Everything you need to know about Trump's new national security adviser HR McMaster

ABC News(WASHINGTON) — Army Lt. Gen. H.R. McMaster, a West Point graduate who was awarded the Silver Star during the Gulf War, was chosen to be Donald Trump’s new national security adviser, replacing Michael Flynn, who resigned last week following the revelation that he misled Vice President Mike Pence about his conversations with Russia.

McMaster, who will remain on active duty, joins former generals James Mattis, the secretary of Defense, and John Kelly, the secretary of Homeland Security. He’s considered a creative thinker in intelligence circles, and his counterinsurgency strategies in Iraq led to the U.S. Army securing the city of Tal Afar in 2005.

He also took a critical look at the prosecution of the Vietnam War for his Ph.D. thesis, which he later published as a book.

Here is what you need to know about McMaster, who is expected to remain on active duty while working with Trump:

Name: Herbert Raymond McMaster

Age: 54

His last job: McMaster has been the director of the U.S. Army Training and Doctrine Command’s Army Capabilities Integration Center since July 2014, which is tasked as the lead architect of the Army.

What he used to do: He made a name for himself as a cavalry commander in the Gulf War, where he was awarded a Silver Star for his leadership in destroying more than 80 Iraqi tanks using nine American ones. He later led troops in the Iraq War, where in 2005 he helped recover the city of Tal Afar using innovative military strategies. He was the director of Concept Development and Learning at the Army Training and Doctrine Command from 2008-2010, and served as the commanding general at the Maneuver Center of Excellence at Fort Benning before taking the director position at the Army Capabilities Integration Center.

Hometown: Philadelphia

Family: McMaster is married to Kathleen Trotter McMaster. In Tom Clancy’s 1994 book “Armored Cav,” McMaster said he met his wife while he was playing rugby for the Army team at West Point in 1983. They have three daughters, Katharine, Colleen and Caragh.

Education: He graduated from the U.S. Military Academy at West Point in 1984, and received his Ph.D. in military history from the University of North Carolina at Chapel Hill.

What you might not know about him: He also worked as an assistant professor of history at the U.S. Military Academy in the mid-90s.
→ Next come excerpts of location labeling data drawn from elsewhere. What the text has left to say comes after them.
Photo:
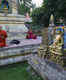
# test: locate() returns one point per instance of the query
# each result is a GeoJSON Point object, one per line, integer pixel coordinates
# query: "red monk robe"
{"type": "Point", "coordinates": [3, 36]}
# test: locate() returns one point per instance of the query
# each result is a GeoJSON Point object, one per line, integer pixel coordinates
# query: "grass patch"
{"type": "Point", "coordinates": [17, 72]}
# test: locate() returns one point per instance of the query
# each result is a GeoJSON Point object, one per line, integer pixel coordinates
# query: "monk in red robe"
{"type": "Point", "coordinates": [30, 35]}
{"type": "Point", "coordinates": [3, 36]}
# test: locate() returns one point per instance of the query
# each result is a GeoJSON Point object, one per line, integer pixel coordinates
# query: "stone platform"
{"type": "Point", "coordinates": [13, 22]}
{"type": "Point", "coordinates": [15, 53]}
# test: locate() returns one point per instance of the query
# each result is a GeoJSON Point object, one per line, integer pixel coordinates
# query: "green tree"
{"type": "Point", "coordinates": [25, 6]}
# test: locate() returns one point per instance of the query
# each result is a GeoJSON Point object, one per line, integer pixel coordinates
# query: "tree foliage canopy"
{"type": "Point", "coordinates": [56, 7]}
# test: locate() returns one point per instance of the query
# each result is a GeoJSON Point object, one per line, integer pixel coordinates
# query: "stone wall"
{"type": "Point", "coordinates": [48, 70]}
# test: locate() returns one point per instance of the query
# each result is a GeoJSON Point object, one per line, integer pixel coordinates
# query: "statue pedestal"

What he has said or written about national security objectives:

McMaster has been known to speak his mind on military strategy, even when it goes against the status quo. He’s faced delays in promotions at the level of major and colonel, which some suspect were a result of his iconoclastic views.

His doctoral dissertation on the Vietnam War became his first book, Dereliction of Duty. The book is a blistering critique of the Joint Chiefs of Staff, who he argued failed to provide necessary military advice to President Lyndon B. Johnson and Secretary of Defense Robert McNamara.

In the conclusion to the book, McMaster wrote, “The war in Vietnam was not lost in the field, nor was it lost on the front pages of the New York Times or the college campuses. It was lost in Washington, D.C.”

Dereliction of Duty has been recommended reading for Army officers since it was published in 1997.

He’s also notably criticized the way the Bush administration entered the war in Iraq, and last year he told a Senate panel that he feared the Army might become too small to adequately secure the country.

While he has been praised for his military strategy and his willingness to speak up, both McMaster and National Security Council Chief of Staff Keith Kellogg have little experience with government outside of the Army.